3.8 Molecular Docking

Docking simulations of compounds 3 and 4 were carried out according to the method described previously [37, 38]. The energy minimized structure of compounds 3 and 4 was sketched with ChemDraw Ultra (2D and 3D). The coordinates of compounds 3 and 4 was checked using PRODRG program [39] for generating molecular topologies. The three-dimensional structures of target protein function as a receptor (PDB: 1EVE) and was retrieved from the protein data bank. All the heteroatoms coupled with proteins including water molecules, bound ligands and any co-crystallized solvent were discarded from the PDB file and the missing assignments like proper bonds, bond orders, hybridization and charges were assigned using the Molegro Virtual Viewer [40]. PATCHDOCK [41], iGEMDOCK [42] and Acceryl Discovery Studio 4.0 Client [43] were employed to evaluate the molecular docking, energy profile and visualization of compounds-receptor interactions, respectively.

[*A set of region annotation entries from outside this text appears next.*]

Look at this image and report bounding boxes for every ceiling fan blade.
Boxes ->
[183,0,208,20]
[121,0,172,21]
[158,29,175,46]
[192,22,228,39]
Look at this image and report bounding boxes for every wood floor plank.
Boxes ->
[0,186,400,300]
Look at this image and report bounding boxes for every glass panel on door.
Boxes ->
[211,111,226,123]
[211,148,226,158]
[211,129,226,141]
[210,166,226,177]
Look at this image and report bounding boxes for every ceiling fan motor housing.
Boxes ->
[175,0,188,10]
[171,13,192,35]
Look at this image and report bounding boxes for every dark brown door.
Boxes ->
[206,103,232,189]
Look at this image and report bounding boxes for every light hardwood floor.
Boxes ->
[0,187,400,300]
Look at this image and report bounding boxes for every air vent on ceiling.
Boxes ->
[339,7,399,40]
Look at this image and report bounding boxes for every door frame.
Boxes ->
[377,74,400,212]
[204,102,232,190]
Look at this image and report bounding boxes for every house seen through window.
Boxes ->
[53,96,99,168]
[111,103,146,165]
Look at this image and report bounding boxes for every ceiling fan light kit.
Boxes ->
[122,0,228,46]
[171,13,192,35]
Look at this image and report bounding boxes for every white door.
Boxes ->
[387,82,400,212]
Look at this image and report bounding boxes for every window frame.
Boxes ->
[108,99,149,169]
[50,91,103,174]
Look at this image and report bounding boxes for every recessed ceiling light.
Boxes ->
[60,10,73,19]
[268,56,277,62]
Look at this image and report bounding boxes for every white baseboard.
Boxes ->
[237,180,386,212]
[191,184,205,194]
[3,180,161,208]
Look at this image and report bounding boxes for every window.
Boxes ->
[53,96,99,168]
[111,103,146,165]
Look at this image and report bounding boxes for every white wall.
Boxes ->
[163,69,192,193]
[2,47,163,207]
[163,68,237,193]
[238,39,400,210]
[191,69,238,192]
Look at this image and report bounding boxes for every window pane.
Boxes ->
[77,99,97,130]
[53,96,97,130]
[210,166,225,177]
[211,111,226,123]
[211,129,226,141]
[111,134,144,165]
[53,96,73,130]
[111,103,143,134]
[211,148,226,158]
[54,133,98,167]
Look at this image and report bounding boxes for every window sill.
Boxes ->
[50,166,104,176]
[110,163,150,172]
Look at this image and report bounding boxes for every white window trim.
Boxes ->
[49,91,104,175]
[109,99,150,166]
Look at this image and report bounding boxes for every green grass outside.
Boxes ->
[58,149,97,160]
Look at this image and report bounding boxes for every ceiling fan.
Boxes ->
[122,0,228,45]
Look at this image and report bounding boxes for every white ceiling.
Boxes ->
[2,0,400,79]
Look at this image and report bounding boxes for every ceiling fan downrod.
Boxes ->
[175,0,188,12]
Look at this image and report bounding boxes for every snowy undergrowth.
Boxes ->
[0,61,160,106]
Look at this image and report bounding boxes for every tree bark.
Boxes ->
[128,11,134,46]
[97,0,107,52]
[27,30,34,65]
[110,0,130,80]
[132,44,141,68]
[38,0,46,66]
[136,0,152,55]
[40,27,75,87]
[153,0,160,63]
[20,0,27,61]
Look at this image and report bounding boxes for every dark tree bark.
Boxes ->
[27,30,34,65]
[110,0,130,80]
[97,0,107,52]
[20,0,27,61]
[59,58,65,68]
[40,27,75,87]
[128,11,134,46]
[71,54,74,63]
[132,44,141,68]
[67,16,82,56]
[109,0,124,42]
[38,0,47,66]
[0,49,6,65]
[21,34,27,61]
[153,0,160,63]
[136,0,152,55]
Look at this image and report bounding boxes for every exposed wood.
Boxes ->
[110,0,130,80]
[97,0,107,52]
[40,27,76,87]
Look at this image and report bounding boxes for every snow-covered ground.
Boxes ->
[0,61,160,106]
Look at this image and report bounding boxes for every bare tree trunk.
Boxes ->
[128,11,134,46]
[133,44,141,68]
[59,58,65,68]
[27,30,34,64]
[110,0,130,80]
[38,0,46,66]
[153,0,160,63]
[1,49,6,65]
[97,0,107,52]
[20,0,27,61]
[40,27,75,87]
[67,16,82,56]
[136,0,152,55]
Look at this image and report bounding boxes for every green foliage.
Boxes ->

3.9 In Vivo Cytotoxicity Assay

Brine shrimp lethality bioassay is commonly used in the bioassay for the bioactive compounds [44, 45]. The in vivo cytotoxicity assay was performed on brine shrimp nauplii (Artemia salina) in accordance with the Mayer method [46]. The egg of brine shrimp were hatched in a tank filled with artificially prepared sea water (brine, 3.8 % NaCl) exposed to incandescent light. Air was supplied at the bottom of the tank with the help of air supplier fitted with tube to keep the shrimps in uniform motion. The assay was performed 24 h after hatching and no food supplement was given during the hatching and experimental periods. A test sample (5.0 mg) was dissolved in 1 mL DMSO to obtain stock solution of 5 mg/mL. Different concentrations of test samples were obtained from stock solution and placed in separate vials, and the volume of each vial was made up to 5 mL with brine to obtain the desired final concentrations (10, 20, 40, 60 and 80 µg/mL). The negative control was prepared in the same manner without the samples. Vincristine sulphate was used as a standard anti-cancer drug. Thirty brine shrimp nauplii were then placed in each vial. After 24 h of incubation, the vials were observed using a magnifying glass, and the number of survivors in each vial were counted and noted. The LD50 values were calculated using the plot of percentage of mortality and logarithm of concentration. All tests were performed in triplicate and expressed as mean.

4 Conclusion

This is the first report of the isolation of these four compounds from Clutia lanceolata leaves viz. 3,4-dihydroxy-2-methylbenzoic acid (1), 2,2′-dihydroxy-1,1′-binaphthyl (2), 1,3,8-trihydroxy-6-methylanthracene-9,10-dione (3) and 5-hydroxy-1,7-bis(4-hydroxy-3-methoxyphenyl)hepta-1,4,6-trien-3-one (4). Molecular structure of compounds 2 and 4 was authenticated unambiguously by X-ray crystallography and DFT studies. All the isolated compounds (14) showed significant activity for cytotoxicity and AChE inhibition assay. Compound 4 showed significant lethality to the brine shrimp nauplii. As far as AChE inhibition concerned, compounds 3 and 4 acted as potent enzyme inhibitors. Molecular docking study validated the binding pattern and extent of binding of compounds 3 and 4 with the target enzymes.